Les quatre camions ont été surpris dans une clairière par un brusque changement de direction de l'incendie. Les occupants des quatre camions ont alors cherché à enclencher leur système d'autoprotection, qui diffuse de l'eau autour du véhicule pour protéger ses occupants, mais celui du "CCF3" ne s'est pas activé.
Encerclés par le feu, ses occupants ont quitté la cabine surchauffée et irrespirable, sans parvenir à trouver immédiatement refuge. Ils ont été ensuite évacués par hélicoptère au service des grands brûlés de l'hôpital de Montpellier.
Les débats, devant se tenir jusqu'à jeudi, devraient en premier lieu évoquer les nombreuses défaillances du camion des victimes: radio en panne, système d'autoprotection non-fonctionnel, non-étanchéité de la cabine, absence de diffuseur d'air.
"Manquements opérationnels"
Les deux plus haut gradés répondront de "fautes" dans la gestion du service, notamment Christophe Risdorfer, alors directeur du Sdis 34, qui a notamment pris la responsabilité d'engager sur le terrain le "CCF3", pourtant vétuste et habituellement destiné à la formation.
L'accusation lui reproche également d'avoir laissé sans suite les signalements relatifs aux problèmes des véhicules les plus anciens.
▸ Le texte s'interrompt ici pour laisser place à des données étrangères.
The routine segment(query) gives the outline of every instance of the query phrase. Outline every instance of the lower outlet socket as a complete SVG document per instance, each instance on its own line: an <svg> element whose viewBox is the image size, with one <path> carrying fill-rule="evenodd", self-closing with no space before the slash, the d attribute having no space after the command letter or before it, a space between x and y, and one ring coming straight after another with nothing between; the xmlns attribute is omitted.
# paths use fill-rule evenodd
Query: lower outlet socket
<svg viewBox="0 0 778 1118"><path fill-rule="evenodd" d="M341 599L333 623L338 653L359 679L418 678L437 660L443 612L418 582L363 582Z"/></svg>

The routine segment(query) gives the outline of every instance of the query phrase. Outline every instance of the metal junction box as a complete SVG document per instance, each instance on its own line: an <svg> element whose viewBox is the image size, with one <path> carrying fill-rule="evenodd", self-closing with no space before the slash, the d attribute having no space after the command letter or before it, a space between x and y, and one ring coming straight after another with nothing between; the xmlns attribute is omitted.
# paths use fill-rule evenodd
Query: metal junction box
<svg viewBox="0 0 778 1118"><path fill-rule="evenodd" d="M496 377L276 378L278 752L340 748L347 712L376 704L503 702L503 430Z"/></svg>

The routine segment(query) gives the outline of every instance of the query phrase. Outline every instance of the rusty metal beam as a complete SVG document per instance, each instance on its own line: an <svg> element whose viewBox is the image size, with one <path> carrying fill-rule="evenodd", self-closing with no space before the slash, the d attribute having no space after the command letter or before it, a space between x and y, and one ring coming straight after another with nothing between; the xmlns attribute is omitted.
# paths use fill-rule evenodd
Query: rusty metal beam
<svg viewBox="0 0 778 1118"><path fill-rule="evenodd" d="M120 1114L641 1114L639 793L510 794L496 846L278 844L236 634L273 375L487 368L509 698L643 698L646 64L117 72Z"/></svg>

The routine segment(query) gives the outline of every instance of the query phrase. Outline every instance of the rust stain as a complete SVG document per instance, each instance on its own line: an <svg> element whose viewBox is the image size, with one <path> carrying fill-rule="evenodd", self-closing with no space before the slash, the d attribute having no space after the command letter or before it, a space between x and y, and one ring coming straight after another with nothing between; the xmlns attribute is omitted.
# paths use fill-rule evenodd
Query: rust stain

Son adjoint chargé du matériel, Michel Coste, est également jugé pour avoir négligé ces problèmes.
L'enquête a aussi mis en lumière des "manquements opérationnels" lors de l'intervention, dont étaient responsables le "chef de secteur" Olivier Laurent et le "chef de groupe" Franck Ravel, également poursuivis.
Dernier prévenu, Gilles Marcos était l'officier "AERO" lors des faits, chargé d'assurer la sécurité au sol depuis un hélicoptère. Selon l'instruction il n'a pas réalisé de reconnaissance préalable des lieux ni ordonné les largages d'urgence réclamés.
"Il y a eu des dysfonctionnements à tous les niveaux. On a privilégié le budget à la sécurité, on a préféré envoyer de jeunes garçons courageux à la mort", avait cinglé à la veille du procès l'avocat de la plupart des parties civiles, Luc Abratkiewicz.